Strategy to find out if your web application is being partially or fully censored by an ISP

Question

Strategy to find out if your web application is being partially or fully censored by an ISP

Asked 11 years, 9 months ago

Viewed 2,395 times

22

Question

Like, conceptually speaking,it is possible to detect that a web application has been partially or totally blocked by an internet provider?

Two situations that I believe could allow this would be 1) some additional javascript that, by sampling, returns failures to load or perform specific functions, associated or not with terms and 2) develop a browser extension that uses unknown Ips and informs you when your website stays offline for the user.

Case study

Twitter recently confirmed that uploading photos of people from a government-controlled ISP (Internet Access Provider) of Venezuela is blocking the sending and display of images. Probably only occurs timeout. Other basic operations work.

Another point is that, sysadmins in certain situations manage to block access to requests that have certain terms. For example, sending an unencrypted request trying to post a message with terms on a blacklist could return an error without even the service provider knowing.

Note: Other case study suggestions are welcome

Using a VPN solves this problem.

– user314

2014/02/28 at 17:12
Po, some regions of Brazil have ISP that are confusing.. you don’t know if they’re blocking or if you’re rolling a man-in-the-Middle operation.. I ran into a problem where they were screwing with the requisitions.. I think it was for incompetence but in doubt, switching to https solved the dilemma!

– Eduardo Xavier

2015/09/11 at 18:19

5 answers

13

From the server’s point of view a censored communication is indistinguishable from a communication that has never been initiated by the client. Similarly, from the customer’s point of view a censored website is indistinguishable from a website that does not exist/is out of order. The solution in both cases is to seek a back channel in which communication is successful, and use that channel to inform about the unavailability of the original communication. In the absence of such a channel, a maximum of infer that certain segment of its users/visitors is having some problem, monitoring for abrupt changes in its access pattern.

Note: the most guaranteed way to avoid partial censorship would be to use HTTPS - because that way all the content of the communication, including query strings, would be confidential between client and server. However there are cases where this is not possible (e.g.: China, which has banned the use of HTTPS as far as I know) or that this can be circumvented (e.g., an attack Mitm Institucional, where the censoring agent has power over the client code or its Cass).

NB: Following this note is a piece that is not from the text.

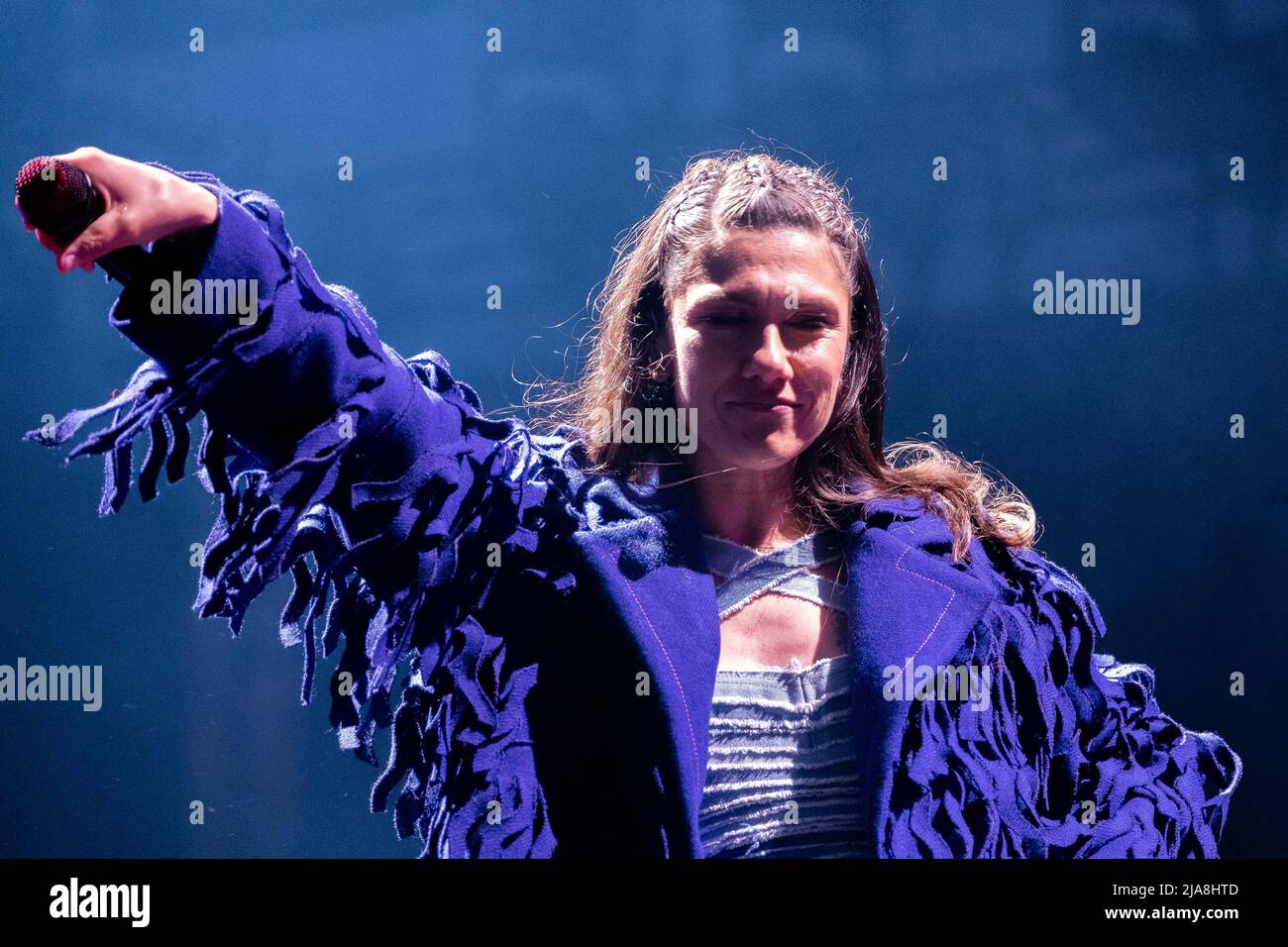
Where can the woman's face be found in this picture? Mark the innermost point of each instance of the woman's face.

In principle this could occur so far in Brazil, but the AC-Root of ICP-Brazil is not recognized by browsers by default (which is why everyone sees security alerts when accessing secure government websites). On the other hand, programs that make institutional Mitm by default - such as Opera Mini and Nokia’s "accelerator" - allow this to be done without "giving in to sight"...

Canais Alternativos

In the case of a partially censored application, one way would be to have an error code that identified the communication failure, but constructed in such a way that this code was communicated smoothly. That is, when sending http://example.com/foo?texto=palavra-censurada and receive a timeout (or other error), the client code should immediately send a second request to http://example.com/bar?cod=251 where the code 251 would be the equivalent of "requisition foo failed". From there, the server could use data mining techniques/clustering or similar to try to identify what failed customers have in common.

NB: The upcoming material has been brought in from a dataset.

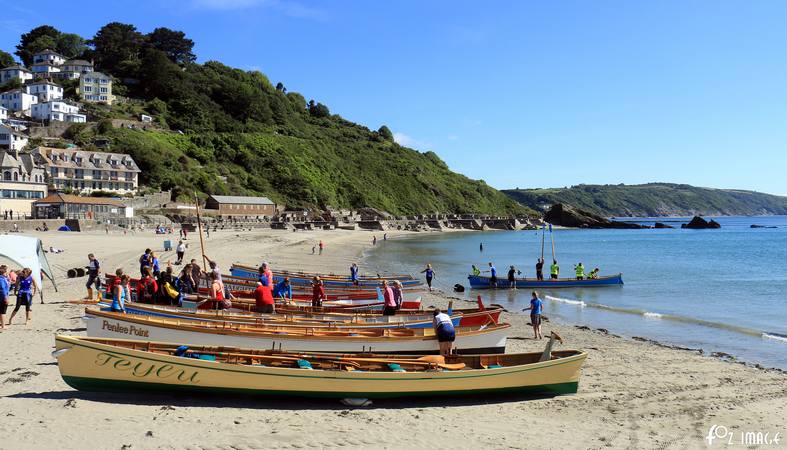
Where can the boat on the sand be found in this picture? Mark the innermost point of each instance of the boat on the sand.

In the case of a fully blocked application, the only solution (for customers) is to try to use a proxy (for example, "down for Everyone or just for me?"). This will let them know if the server is down or if they’re the only ones who can’t access it. If the server itself can maintain such an unlocked proxy, then it would be feasible to maintain a browser extension that makes one ping this proxy whenever an attempt to access the main site fails (although the mere existence of this extension would draw the attention of those who censored the site, so that it would also censor the extension...).

Peer-to-peer

In the impossibility of designating a single server to act as an alternative channel (for example, because that server lives being blocked) a possibility would be to try to use communications peer-to-peer (P2P) so that users would exchange information with each other about the server’s state. In the browser, the default [proposed] Webrtc can be of great help when widely supported (currently is already in Firefox, Chrome and Opera).

However, Webrtc alone does not solve the problem of NAT Traversal - the ability of computers belonging to different subnets to communicate with each other. This problem can become nonexistent with the adoption of Ipv6, where there are sufficient addresses for every device imaginable without the need for subnets (or rather, there is a possibility they have a global IP although are part of a subnet), but while most systems still use Ipv4 NAT Traversal is still required.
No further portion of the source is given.